If you have an inroute receiver bit rate of 256 kbit/s and each customer wants a dedicated 100 kbit/s, you need three inroutes, each sharing its 256 kbit/s capacity between two customers. You need to configure the burst time plan so that each customer sends the same number of packets per second, all of the time. 2 x 100 kbit/s should fit into a 256 kbit/s TDMA receiver. There is some inefficiency due to the gap between the bursts and the burst headers.
If you have an inroute receiver bit rate of 256 kbit/s and each customer wants a dedicated 30 kbit/s, you need to use just one inroute TDMA receiver and share its capacity equally amongst your six customers. You need to configure the burst time plan so that each customer sends the same number of packets per second, all of the time. 6 x 30 kbit/s might just about fit into a 256 kbit/s TDMA receiver.

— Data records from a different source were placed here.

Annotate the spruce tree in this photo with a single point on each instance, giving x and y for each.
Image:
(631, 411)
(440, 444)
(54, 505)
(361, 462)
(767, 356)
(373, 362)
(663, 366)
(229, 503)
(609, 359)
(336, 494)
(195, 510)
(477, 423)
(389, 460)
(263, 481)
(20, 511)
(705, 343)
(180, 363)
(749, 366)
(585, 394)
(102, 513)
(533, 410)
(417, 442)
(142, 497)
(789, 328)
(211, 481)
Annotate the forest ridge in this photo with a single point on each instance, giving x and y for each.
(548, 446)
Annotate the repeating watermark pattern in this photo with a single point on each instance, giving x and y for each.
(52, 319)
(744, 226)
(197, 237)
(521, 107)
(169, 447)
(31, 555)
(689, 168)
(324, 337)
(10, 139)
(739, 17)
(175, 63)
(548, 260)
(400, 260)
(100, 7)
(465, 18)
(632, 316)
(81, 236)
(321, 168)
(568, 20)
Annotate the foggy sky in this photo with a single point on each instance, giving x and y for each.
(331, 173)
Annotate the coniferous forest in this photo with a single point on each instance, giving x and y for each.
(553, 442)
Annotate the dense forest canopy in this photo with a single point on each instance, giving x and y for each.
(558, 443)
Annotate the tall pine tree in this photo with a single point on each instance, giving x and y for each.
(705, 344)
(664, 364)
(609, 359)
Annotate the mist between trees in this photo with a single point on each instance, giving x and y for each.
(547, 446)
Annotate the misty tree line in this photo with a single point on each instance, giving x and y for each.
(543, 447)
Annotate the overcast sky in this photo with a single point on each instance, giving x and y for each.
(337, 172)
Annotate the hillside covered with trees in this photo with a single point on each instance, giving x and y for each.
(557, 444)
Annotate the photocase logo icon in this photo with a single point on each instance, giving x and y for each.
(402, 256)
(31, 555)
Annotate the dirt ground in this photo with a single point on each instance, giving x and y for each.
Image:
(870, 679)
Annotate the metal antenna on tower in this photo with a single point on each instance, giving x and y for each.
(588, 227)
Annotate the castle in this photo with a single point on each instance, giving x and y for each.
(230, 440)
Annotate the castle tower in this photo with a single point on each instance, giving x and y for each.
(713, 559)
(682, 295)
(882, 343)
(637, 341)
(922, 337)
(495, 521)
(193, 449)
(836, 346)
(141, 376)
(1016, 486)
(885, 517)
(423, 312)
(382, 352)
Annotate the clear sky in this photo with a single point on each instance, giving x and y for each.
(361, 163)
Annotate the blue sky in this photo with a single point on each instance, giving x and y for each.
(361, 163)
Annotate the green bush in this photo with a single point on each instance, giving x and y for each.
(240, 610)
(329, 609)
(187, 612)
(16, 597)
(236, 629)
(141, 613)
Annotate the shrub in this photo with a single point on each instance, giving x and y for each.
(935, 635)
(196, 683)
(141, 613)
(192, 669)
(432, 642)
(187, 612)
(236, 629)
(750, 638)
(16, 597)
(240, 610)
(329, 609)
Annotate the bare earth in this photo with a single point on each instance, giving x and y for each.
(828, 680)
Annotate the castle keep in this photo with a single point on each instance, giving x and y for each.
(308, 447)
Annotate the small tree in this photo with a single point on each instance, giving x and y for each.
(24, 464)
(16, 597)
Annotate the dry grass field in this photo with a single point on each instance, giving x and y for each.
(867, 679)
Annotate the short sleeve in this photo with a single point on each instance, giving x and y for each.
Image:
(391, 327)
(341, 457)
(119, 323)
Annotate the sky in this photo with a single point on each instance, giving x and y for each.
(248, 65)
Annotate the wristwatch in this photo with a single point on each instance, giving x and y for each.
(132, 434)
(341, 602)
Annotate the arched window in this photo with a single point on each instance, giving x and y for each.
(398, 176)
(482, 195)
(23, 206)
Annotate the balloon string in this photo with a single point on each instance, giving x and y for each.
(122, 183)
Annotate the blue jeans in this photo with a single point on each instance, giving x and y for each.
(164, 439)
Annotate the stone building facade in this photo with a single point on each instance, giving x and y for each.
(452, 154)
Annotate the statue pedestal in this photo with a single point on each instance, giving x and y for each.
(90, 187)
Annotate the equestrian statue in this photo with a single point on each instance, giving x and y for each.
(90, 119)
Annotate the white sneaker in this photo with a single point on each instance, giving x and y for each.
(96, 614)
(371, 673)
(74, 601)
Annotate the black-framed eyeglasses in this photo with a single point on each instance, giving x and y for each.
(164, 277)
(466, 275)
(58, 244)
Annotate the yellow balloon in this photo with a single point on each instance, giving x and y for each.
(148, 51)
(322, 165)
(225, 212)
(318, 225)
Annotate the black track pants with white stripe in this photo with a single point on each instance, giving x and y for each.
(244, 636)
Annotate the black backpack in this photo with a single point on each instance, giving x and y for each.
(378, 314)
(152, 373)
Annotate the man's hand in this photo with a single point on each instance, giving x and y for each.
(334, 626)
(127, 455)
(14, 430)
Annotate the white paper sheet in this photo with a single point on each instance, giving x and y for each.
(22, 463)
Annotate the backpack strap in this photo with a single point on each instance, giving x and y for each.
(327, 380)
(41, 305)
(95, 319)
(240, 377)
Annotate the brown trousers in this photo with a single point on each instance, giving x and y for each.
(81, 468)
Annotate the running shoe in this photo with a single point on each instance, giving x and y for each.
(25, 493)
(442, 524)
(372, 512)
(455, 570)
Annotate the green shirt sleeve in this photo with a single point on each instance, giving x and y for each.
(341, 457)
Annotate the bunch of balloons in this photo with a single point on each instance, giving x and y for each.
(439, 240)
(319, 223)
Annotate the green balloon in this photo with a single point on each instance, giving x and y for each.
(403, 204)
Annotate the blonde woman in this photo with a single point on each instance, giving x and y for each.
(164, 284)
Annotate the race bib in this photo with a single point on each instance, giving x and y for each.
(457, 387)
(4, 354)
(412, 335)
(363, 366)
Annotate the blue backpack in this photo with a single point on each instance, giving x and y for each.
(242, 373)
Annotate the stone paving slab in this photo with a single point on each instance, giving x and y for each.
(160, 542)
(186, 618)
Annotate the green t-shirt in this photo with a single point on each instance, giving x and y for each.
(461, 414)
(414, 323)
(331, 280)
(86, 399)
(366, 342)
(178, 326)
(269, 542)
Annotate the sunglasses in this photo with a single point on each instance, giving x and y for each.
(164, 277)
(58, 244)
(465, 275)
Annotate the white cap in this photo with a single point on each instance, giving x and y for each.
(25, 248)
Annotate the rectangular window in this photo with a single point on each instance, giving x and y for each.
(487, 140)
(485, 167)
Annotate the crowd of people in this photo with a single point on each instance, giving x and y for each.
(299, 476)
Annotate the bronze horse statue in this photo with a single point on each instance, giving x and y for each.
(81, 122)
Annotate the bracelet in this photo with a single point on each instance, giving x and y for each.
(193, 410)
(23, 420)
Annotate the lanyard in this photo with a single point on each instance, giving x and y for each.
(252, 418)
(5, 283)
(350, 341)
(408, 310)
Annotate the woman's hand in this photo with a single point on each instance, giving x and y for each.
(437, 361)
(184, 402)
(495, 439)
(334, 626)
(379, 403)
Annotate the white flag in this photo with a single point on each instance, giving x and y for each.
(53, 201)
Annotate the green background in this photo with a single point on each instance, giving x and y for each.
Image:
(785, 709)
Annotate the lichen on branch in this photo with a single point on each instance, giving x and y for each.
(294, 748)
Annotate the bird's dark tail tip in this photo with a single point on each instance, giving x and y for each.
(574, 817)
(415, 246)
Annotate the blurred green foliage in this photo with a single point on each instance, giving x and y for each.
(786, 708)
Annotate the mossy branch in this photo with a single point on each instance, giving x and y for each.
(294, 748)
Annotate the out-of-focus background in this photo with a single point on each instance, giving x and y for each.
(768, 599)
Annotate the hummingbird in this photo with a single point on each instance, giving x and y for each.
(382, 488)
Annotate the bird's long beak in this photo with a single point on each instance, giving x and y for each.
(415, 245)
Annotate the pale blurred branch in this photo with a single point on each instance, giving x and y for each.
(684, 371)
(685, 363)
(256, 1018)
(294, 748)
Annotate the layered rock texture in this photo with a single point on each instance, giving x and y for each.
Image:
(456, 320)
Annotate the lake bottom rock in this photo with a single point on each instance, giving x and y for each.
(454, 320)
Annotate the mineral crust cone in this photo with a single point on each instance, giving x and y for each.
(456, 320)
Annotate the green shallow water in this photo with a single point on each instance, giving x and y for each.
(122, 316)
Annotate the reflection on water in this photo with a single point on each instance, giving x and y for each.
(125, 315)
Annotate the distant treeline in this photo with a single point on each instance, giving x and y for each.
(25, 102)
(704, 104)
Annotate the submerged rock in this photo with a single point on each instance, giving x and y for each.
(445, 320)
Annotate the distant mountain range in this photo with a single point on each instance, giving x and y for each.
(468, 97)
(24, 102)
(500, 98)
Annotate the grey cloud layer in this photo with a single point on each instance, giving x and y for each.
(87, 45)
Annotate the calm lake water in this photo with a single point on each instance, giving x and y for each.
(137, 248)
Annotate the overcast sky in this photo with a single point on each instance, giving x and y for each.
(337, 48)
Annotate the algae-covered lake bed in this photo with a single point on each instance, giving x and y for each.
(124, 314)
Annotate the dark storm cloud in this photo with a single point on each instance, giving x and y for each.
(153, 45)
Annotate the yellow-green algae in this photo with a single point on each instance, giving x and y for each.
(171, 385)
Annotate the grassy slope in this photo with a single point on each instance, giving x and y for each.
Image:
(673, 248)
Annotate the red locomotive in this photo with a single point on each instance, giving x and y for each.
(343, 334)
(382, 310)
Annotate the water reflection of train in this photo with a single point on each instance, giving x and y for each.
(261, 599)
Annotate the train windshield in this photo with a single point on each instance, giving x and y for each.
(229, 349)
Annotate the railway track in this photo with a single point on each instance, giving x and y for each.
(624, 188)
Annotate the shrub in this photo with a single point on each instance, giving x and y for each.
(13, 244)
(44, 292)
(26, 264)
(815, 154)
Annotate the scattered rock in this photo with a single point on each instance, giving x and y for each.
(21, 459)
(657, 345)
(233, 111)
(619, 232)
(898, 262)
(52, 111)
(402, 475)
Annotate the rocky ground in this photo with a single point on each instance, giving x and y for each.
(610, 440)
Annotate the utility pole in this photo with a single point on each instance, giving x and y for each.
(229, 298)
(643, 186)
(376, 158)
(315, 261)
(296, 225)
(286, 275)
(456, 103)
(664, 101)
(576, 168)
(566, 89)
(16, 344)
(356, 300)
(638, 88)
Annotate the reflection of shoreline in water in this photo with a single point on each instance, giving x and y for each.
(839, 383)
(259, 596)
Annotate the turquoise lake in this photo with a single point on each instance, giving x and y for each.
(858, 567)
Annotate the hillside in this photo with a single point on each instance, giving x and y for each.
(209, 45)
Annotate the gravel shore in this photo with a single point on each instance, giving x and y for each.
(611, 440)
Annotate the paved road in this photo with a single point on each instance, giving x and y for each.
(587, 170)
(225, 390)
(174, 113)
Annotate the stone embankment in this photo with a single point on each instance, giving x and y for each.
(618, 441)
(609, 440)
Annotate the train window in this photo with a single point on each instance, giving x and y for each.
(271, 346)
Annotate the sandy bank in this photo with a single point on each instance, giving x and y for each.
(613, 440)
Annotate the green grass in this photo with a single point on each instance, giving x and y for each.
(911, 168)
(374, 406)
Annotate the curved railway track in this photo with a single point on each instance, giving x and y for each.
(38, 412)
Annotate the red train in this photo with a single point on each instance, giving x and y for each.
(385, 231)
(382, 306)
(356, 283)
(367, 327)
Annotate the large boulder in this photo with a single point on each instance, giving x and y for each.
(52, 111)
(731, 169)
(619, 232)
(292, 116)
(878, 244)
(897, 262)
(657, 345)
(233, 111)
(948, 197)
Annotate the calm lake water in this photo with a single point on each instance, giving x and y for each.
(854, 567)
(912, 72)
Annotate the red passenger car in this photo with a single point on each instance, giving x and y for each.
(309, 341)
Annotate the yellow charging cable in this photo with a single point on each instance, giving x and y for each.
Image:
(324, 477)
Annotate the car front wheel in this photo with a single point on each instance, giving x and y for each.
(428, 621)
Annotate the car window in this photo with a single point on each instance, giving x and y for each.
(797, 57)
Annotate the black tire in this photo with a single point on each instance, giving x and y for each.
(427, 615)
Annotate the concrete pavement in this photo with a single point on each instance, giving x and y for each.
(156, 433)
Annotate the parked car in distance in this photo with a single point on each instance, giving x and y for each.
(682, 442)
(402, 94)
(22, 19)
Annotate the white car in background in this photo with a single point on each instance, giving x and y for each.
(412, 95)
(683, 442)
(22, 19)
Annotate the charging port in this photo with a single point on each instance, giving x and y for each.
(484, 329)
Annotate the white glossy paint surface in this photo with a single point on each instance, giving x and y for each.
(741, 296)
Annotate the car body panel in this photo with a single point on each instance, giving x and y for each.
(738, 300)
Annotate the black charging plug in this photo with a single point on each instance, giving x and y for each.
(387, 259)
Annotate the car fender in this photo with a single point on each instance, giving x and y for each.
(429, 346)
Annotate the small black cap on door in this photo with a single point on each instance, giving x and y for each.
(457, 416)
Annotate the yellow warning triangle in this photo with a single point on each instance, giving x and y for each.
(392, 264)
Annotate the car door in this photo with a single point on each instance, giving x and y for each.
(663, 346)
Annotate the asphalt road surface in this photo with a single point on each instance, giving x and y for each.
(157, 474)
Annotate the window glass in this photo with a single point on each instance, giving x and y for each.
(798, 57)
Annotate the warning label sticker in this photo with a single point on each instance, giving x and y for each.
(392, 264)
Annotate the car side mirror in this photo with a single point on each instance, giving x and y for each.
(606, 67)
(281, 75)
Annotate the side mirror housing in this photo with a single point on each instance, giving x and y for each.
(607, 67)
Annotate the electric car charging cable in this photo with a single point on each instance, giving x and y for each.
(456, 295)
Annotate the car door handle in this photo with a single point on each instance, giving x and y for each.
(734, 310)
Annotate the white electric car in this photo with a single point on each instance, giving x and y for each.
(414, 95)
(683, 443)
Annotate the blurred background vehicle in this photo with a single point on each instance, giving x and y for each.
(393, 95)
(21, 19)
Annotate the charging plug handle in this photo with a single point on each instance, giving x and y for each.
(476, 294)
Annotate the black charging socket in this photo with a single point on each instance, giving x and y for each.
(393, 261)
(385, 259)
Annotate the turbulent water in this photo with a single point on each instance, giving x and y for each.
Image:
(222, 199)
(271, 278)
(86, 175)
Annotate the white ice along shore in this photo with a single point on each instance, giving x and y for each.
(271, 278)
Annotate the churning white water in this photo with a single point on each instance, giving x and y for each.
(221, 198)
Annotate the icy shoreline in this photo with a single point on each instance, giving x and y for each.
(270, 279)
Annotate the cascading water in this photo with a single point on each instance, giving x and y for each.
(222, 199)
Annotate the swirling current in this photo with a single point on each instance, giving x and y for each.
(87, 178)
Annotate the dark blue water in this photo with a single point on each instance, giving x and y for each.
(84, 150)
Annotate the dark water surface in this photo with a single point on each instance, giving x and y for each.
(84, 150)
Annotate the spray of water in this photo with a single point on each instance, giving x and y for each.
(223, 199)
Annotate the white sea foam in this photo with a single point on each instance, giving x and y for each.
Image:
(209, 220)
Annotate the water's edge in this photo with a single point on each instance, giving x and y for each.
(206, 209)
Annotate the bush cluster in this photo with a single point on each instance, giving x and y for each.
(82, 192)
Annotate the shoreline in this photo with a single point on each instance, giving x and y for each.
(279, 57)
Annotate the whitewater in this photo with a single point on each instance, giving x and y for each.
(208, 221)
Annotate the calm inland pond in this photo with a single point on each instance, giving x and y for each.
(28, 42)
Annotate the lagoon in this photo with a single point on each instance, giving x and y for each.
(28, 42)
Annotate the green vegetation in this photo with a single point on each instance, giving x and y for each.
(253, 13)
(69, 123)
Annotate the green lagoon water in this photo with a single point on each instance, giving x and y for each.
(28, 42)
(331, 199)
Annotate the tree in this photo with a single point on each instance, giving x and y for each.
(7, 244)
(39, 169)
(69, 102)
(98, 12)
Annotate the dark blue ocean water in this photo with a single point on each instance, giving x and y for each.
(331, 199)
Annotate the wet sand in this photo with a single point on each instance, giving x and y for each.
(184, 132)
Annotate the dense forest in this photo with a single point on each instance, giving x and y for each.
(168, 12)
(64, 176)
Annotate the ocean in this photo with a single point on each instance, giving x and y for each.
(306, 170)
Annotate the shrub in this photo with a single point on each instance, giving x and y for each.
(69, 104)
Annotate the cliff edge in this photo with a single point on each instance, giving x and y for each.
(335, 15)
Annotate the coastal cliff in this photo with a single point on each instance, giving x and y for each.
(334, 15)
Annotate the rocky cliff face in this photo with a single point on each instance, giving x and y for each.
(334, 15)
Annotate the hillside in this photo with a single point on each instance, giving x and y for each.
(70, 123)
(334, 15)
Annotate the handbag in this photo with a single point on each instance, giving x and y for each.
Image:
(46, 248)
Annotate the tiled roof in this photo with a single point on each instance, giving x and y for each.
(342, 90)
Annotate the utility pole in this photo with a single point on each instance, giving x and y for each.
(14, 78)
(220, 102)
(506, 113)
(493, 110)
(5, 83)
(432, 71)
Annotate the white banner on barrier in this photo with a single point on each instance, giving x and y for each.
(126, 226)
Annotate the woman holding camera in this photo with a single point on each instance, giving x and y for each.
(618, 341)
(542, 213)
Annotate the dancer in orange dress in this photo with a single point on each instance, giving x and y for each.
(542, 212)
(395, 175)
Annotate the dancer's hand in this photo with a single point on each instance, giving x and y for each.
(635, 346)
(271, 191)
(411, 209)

There is significant inefficiency due to the gaps between the bursts and the burst headers themselves.
If your inroute TDMA receiver has other bit rate options, and your customers want different dedicated bit rates from the above, then make up your own possible configurations.
The total transponder bandwidth (and thus cost) is the total of the dedicated capacities of all your six customers added together.
Regarding the outlink. If each customer wants 256k dedicated then you can operate a single 1536 kbit/s outlink carrier with traffic capacity allocated in the router so as to give equal 256 kbit/s and dedicated capacity to each of the six customers.